If it's fun you want, get 'You Only Live Twice' - the action here is generated from its milieu - dank, meticulous, pedantic, slow, inexorable, unsensational. This is where a 6 hour TV adaptation has the edge on a feature film - cramming a le Carre plot into the latter can make it seem rushed and exciting; this film brings out all its civil-service ingloriousness superbly (although the figure of Karla is a little too SMERSHy for my tastes).

Bill Hayden says you can tell the soul of a nation from its intelligence service, and this film, despite the go-getting yuppie 80s or the success of heritage TV ('Jewel in the Crown', 'Brideshead Revisited') is perhaps the closest representation of a kind of soul, public school, Oxbridge, Whitehall, male. In equating this world with impotence and sterility (Smiley is childless), the material errs in equating homosexuality as the ultimate, literal inversion, a closing in, of minds, spirit etc.

But the metaphor of the betrayed friendship as representative of a wider betrayal is less a corny contrivance than an indication of how fundamentally incestuous this world is. These men slipping in and out of shadows are ghosts, fighting a war that doesn't exist, nitpicking over irrelevant ideological puzzles that have lost all meaning.

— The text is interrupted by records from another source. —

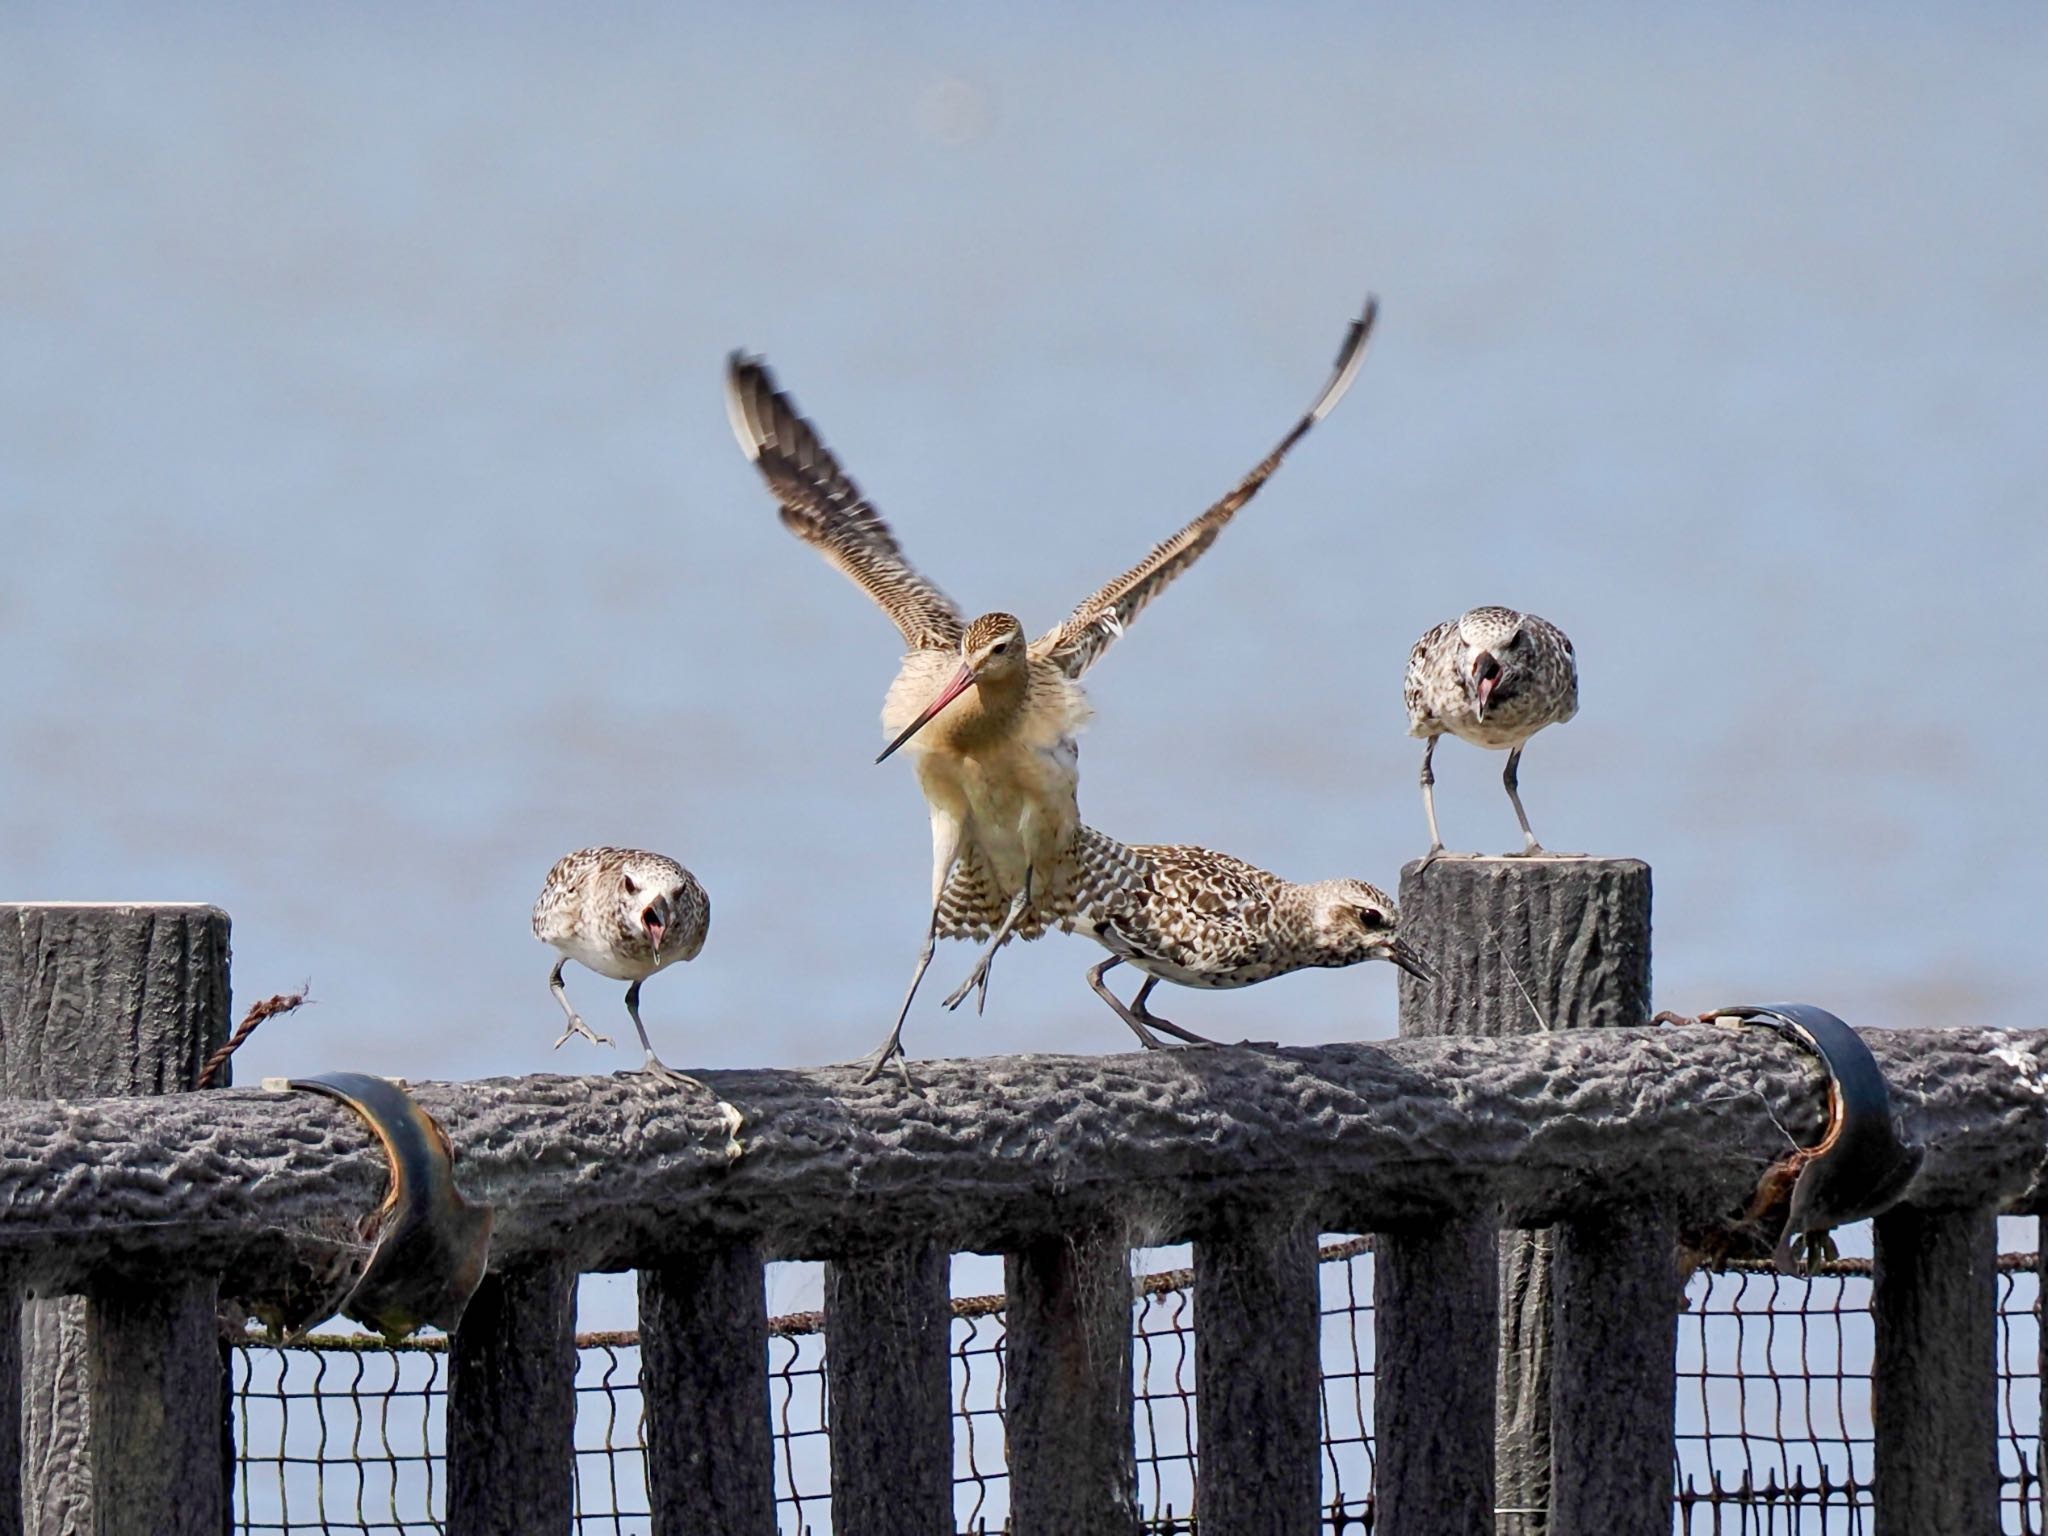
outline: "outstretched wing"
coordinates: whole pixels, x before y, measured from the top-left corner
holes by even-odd
[[[1228,496],[1076,608],[1059,628],[1041,635],[1032,644],[1032,654],[1052,662],[1069,677],[1079,677],[1093,666],[1095,658],[1124,632],[1124,626],[1216,542],[1223,525],[1237,515],[1239,507],[1258,495],[1259,487],[1272,478],[1273,471],[1280,467],[1288,451],[1308,435],[1309,428],[1329,415],[1344,398],[1344,392],[1358,376],[1358,365],[1365,358],[1366,338],[1372,334],[1372,323],[1378,313],[1378,301],[1368,297],[1365,312],[1345,332],[1330,382],[1316,396],[1308,414],[1280,439],[1277,448],[1259,461],[1257,468],[1240,480]]]
[[[783,526],[873,598],[912,650],[957,647],[966,627],[960,610],[904,558],[889,525],[775,387],[766,363],[738,352],[726,359],[725,406],[741,450],[781,504]]]
[[[1093,827],[1080,828],[1060,861],[1053,889],[1032,897],[1011,936],[1040,938],[1054,928],[1071,930],[1084,916],[1093,919],[1128,899],[1149,873],[1144,856]],[[989,938],[1008,911],[1010,898],[969,839],[939,895],[937,926],[942,939]]]

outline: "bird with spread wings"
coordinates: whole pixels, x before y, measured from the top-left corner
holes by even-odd
[[[1221,500],[1105,584],[1067,619],[1027,641],[1007,613],[969,623],[953,600],[904,555],[896,535],[842,469],[817,430],[776,388],[767,365],[735,352],[726,404],[740,447],[767,482],[792,533],[872,598],[902,632],[908,654],[882,710],[886,758],[907,747],[931,810],[932,915],[910,987],[887,1038],[867,1060],[871,1080],[901,1062],[903,1021],[932,961],[946,879],[971,853],[988,900],[993,936],[967,979],[946,999],[988,995],[995,953],[1028,919],[1034,928],[1072,903],[1082,883],[1075,736],[1090,710],[1079,684],[1126,626],[1216,542],[1294,445],[1351,387],[1377,306],[1351,322],[1329,382],[1273,451]],[[878,758],[877,761],[881,759]]]

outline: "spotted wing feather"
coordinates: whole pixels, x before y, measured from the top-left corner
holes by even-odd
[[[1410,735],[1424,734],[1426,725],[1434,711],[1429,706],[1430,668],[1436,664],[1437,648],[1447,642],[1458,631],[1456,619],[1446,619],[1435,625],[1415,642],[1415,649],[1408,653],[1408,673],[1401,682],[1401,702],[1408,709],[1408,731]]]
[[[1128,899],[1145,877],[1145,861],[1135,850],[1093,827],[1080,829],[1062,864],[1063,875],[1056,888],[1032,897],[1030,908],[1013,930],[1014,937],[1041,938],[1054,928],[1070,927],[1081,913],[1113,909]],[[938,937],[986,940],[995,933],[1009,905],[1010,898],[997,885],[981,850],[970,843],[939,894]]]
[[[757,357],[726,360],[725,403],[740,448],[768,482],[783,526],[852,578],[912,650],[952,650],[965,621],[905,558],[896,535]]]
[[[1273,472],[1279,469],[1294,445],[1308,435],[1309,428],[1336,408],[1345,391],[1351,388],[1351,381],[1358,376],[1359,364],[1365,358],[1366,338],[1372,334],[1373,320],[1378,313],[1377,302],[1368,298],[1365,312],[1351,322],[1350,330],[1345,333],[1344,345],[1337,352],[1336,368],[1329,383],[1323,386],[1315,404],[1280,440],[1278,447],[1261,459],[1229,495],[1095,593],[1057,629],[1040,636],[1031,647],[1032,653],[1051,661],[1069,677],[1079,677],[1093,666],[1096,658],[1109,649],[1110,642],[1124,632],[1124,627],[1138,616],[1145,605],[1165,591],[1176,576],[1193,565],[1216,542],[1224,525],[1259,493],[1259,488],[1273,477]]]

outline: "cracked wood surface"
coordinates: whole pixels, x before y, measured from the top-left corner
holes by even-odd
[[[2048,1036],[1874,1031],[1929,1208],[2033,1209]],[[920,1063],[927,1093],[852,1071],[704,1074],[746,1117],[642,1080],[421,1083],[457,1176],[498,1209],[493,1264],[563,1253],[624,1268],[745,1237],[824,1257],[920,1231],[1014,1250],[1115,1218],[1133,1240],[1288,1206],[1324,1230],[1444,1210],[1532,1224],[1612,1202],[1739,1205],[1819,1133],[1819,1065],[1712,1026],[1429,1038],[1313,1049]],[[0,1104],[0,1260],[44,1293],[166,1265],[269,1283],[307,1239],[347,1240],[385,1190],[339,1105],[229,1089]],[[301,1249],[302,1251],[302,1249]]]

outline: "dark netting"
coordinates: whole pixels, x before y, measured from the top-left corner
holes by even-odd
[[[1324,1529],[1372,1529],[1372,1254],[1322,1251]],[[2042,1536],[2039,1286],[2035,1258],[1999,1260],[1999,1461],[2003,1528]],[[1132,1374],[1138,1493],[1159,1536],[1195,1530],[1193,1276],[1139,1282]],[[960,1529],[1000,1532],[1003,1302],[954,1303],[955,1509]],[[1678,1499],[1685,1536],[1836,1536],[1871,1529],[1870,1264],[1807,1279],[1736,1265],[1693,1276],[1678,1324]],[[631,1333],[585,1334],[576,1377],[576,1528],[648,1529],[640,1350]],[[831,1529],[825,1339],[815,1312],[777,1318],[769,1404],[781,1528]],[[252,1335],[235,1351],[236,1528],[432,1531],[446,1507],[446,1341],[396,1348]]]

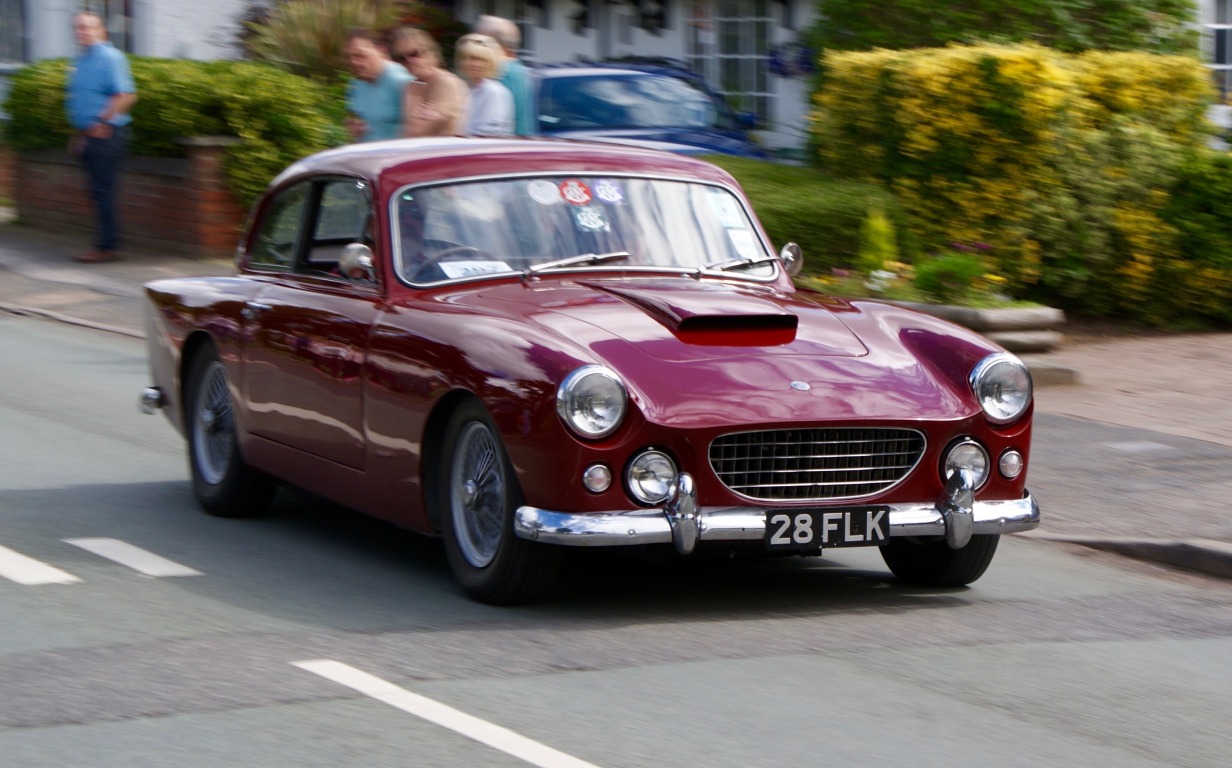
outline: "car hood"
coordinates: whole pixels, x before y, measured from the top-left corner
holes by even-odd
[[[860,323],[876,337],[862,339],[847,320],[863,312],[840,300],[687,278],[506,283],[459,299],[577,345],[579,356],[619,372],[656,423],[917,421],[973,411],[965,370],[957,379],[938,372],[880,323]]]
[[[602,141],[610,144],[661,149],[686,155],[737,155],[762,157],[765,155],[747,138],[735,133],[706,131],[701,129],[675,128],[628,128],[619,130],[578,130],[550,133],[560,139]]]

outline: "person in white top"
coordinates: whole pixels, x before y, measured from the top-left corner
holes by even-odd
[[[513,94],[495,80],[504,52],[486,35],[458,38],[454,63],[471,88],[470,111],[462,126],[467,136],[508,136],[513,133]]]

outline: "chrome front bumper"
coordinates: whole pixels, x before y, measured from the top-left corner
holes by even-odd
[[[891,536],[944,536],[954,549],[974,534],[1016,533],[1039,526],[1039,504],[1031,494],[1011,501],[975,501],[963,470],[950,478],[936,504],[886,504]],[[681,473],[672,497],[658,509],[614,512],[553,512],[519,507],[517,535],[548,544],[614,547],[672,543],[683,555],[698,542],[755,541],[766,535],[765,507],[698,507],[693,478]]]

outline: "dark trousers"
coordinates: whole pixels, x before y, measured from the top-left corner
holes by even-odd
[[[94,201],[97,230],[94,247],[114,251],[120,240],[116,223],[116,186],[120,177],[120,162],[128,152],[129,128],[116,128],[109,138],[87,138],[81,152],[81,167],[86,172],[90,199]]]

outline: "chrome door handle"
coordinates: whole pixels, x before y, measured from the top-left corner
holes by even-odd
[[[245,320],[255,320],[257,315],[267,309],[273,309],[273,307],[269,304],[262,304],[259,301],[250,301],[244,306],[244,310],[240,314],[244,316]]]

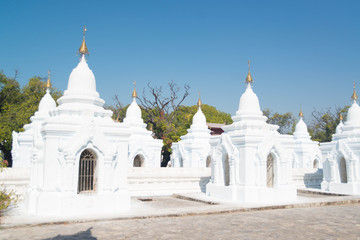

The 'good' guys are no better than the bad - Peter Guillam, though dogged and loyal, is little more than a thug; Ricky Tarr is new yuppie incarnate in all his cocky repulsiveness.

Smiley, marvellously essayed by Alec Guinness - more obviously sharper than in the book, Hercules cleaning out the Aegean stables - loses even the barest traces of humanity, with vast reserves of calculated sadism and bureaucratic immorality, his thick glasses seeing all the detail and none of the big picture. Smiley needs the rules of the game more than anyone; without them he is left adrift in life, and the stupendous final shot shows how deeply that defeats him.

Unusually for TV, this is a film of rare visual imagination, not in the mistakenly flashy, spuriously 'cinematic' sense beloved of ambitious tyros, but in its exploration of the medium's claustrophobia, as it traps its protagonists, in particular the way the camera's point of view chillingly suggests somebody else looking on, spying on the spies, making everything we see provisional, especially the flashbacks, which elide as much as they reveal.